Kasdan le respondió con una frase hecha, que no lo comprometía.
—Por el momento no excluimos ninguna posibilidad.
Velasco asintió. Su sonrisa, que asomaba bajo su barba, parecía decir: «Estáis en la mierda y yo sé bien lo que es eso». Abrió la puerta, y la tormenta penetró con fuerza en el umbral.
—Buena suerte. Los llamaré cuando tenga la lista de los torturadores «importados» por Francia.
Kasdan y Volokine corrieron hacia el coche. La casa de Velasco estaba en el barrio residencial de Rueil-Malmaison. A ambos lados de la calzada solo se veían matorrales espesos y árboles centenarios.
Volokine sujetaba su bloc Rhodia, donde había apuntado las señas de Peter Hansen, el refugiado político y cazador de verdugos chilenos. No hablaron de cuál iba a ser el siguiente paso: ambos sabían que solo tenían esa noche para rastrear la pista política.

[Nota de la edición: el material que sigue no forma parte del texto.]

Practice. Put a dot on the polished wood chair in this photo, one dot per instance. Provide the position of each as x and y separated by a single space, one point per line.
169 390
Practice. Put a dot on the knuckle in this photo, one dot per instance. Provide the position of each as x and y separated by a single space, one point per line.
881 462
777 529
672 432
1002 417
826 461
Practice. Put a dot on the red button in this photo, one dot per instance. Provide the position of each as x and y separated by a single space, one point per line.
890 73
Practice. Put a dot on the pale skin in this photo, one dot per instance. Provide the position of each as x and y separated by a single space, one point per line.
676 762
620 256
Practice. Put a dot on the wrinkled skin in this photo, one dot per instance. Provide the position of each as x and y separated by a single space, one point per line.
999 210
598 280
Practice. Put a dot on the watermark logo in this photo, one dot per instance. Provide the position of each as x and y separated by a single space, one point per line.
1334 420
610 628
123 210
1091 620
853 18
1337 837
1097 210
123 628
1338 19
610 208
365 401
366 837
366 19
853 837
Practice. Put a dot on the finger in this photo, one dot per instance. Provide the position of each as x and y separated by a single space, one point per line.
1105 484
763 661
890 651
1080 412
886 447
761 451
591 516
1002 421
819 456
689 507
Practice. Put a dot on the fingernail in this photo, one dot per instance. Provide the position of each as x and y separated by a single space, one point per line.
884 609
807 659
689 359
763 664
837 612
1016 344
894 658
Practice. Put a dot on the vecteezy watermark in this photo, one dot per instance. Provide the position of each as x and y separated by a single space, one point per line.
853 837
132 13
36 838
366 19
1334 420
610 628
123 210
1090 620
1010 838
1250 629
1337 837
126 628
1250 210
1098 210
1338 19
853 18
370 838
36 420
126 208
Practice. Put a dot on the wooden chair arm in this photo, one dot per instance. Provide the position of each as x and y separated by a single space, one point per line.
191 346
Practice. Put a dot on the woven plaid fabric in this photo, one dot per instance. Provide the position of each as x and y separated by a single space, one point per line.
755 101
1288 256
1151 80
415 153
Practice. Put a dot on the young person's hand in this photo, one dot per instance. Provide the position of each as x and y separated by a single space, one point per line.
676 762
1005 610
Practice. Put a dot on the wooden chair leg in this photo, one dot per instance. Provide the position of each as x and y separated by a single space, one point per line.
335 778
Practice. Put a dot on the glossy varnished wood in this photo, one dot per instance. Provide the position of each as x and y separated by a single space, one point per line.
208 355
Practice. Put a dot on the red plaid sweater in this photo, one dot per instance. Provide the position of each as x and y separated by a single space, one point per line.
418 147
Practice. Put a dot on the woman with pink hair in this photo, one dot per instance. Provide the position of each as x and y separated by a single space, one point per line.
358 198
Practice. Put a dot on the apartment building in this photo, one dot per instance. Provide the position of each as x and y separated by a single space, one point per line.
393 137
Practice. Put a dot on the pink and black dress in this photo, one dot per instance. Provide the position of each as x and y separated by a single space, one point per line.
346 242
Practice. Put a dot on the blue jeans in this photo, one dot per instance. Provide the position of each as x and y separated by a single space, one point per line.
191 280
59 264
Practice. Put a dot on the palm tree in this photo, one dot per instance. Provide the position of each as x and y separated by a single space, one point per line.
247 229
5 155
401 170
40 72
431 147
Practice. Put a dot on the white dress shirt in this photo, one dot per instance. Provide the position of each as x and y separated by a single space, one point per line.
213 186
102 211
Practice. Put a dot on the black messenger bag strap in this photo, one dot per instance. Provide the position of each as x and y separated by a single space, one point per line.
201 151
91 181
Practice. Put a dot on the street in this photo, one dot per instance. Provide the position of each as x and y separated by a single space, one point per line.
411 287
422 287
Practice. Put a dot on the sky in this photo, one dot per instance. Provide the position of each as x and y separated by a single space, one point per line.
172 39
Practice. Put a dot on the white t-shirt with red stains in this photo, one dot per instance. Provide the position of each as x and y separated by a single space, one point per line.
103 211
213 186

Media hora más tarde, Kasdan conducía por un barrio del distrito 18 de calles tan estrechas que sudaba pensando en la posibilidad de hacerle un rayazo al coche. Rue Riquet. Rue Pajol. Por fin, a la izquierda, rue de la Guadeloupe. Bajo aquella lluvia torrencial, la calle parecía una lavadora en pleno centrifugado de los coches aparcados.
Peter Hansen vivía en el número 14. Un inmueble de época indefinida, encajado como una caja polvorienta entre otros edificios. Llave maestra. Unas palabras a la portera y ya estaban de camino al quinto piso. Sin ascensor. En la escalera olía a pintura, pero el temporizador estaba averiado. Subieron guiándose por la luz de las farolas que se filtraba por la ventana de cada rellano.
Cuando llegaron al quinto, localizaron el apartamento de Hansen: su nombre estaba escrito con rotulador en una tarjeta. Kasdan tiró de la cinturilla de sus pantalones, se abrochó la chaqueta y luego puso cara amable: el viejo y entrañable inspector de policía. Llamó. No hubo respuesta. Volvió a llamar. Nada. Un breve vistazo a Volokine: la luz se filtraba bajo la puerta.
Golpeó con violencia.
—Policía. ¡Abra! —gritó.
El ruso ya tenía la Glock en la mano. El armenio desenfundó mascullando una blasfemia. Empujó la puerta con el hombro para examinar la cerradura. La llave no estaba echada. Reculó, se disponía a echar la puerta abajo de un taconazo.